They'd be correct that we technically have better emulators (mostly for console games) as for one's ability to acquire the games to run on the emulators that is a different issue, as you see. And for old PC games it is a whole different nightmare unless they ran on DOS. The loss of forums to communicate with those that have deep knowledge on how to get this shit working and that being replaced with Discords you have to dig around for has killed a lot of the old culture that made it at least reasonable to figure these things out.
 
They'd be correct that we technically have better emulators (mostly for console games) as for one's ability to acquire the games to run on the emulators that is a different issue, as you see. And for old PC games it is a whole different nightmare unless they ran on DOS. The loss of forums to communicate with those that have deep knowledge on how to get this shit working and that being replaced with Discords you have to dig around for has killed a lot of the old culture that made it at least reasonable to figure these things out.

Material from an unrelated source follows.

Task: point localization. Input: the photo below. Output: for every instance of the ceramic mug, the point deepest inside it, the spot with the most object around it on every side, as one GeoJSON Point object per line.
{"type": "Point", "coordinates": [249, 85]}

Discord has been a bane on the forum communities fr. Old-school knowledge and patience has been lost and drowned out by the hypersperging and spamming of terminally Adderall-popping teenagers who don’t know a single fucking thing about opsec and basic internet etiquette.
 
They'd be correct that we technically have better emulators (mostly for console games) as for one's ability to acquire the games to run on the emulators that is a different issue, as you see. And for old PC games it is a whole different nightmare unless they ran on DOS. The loss of forums to communicate with those that have deep knowledge on how to get this shit working and that being replaced with Discords you have to dig around for has killed a lot of the old culture that made it at least reasonable to figure these things out.
I still have two older PCs - one Win XP and one Win 7 - to play older games on. The Windows 7 PC for older games I have on Steam, the XP PC for games I have on disc (or pirated disc images). There are ways to get Win 98 games to run on modern systems, but it takes a lot of fiddling and usually they have a lot of issues.

I hate modern Windows with a passion and would switch to Linux for my everyday usage if I wasn't such a tech-illiterate basic bitch. Linux sounds way too complicated for me.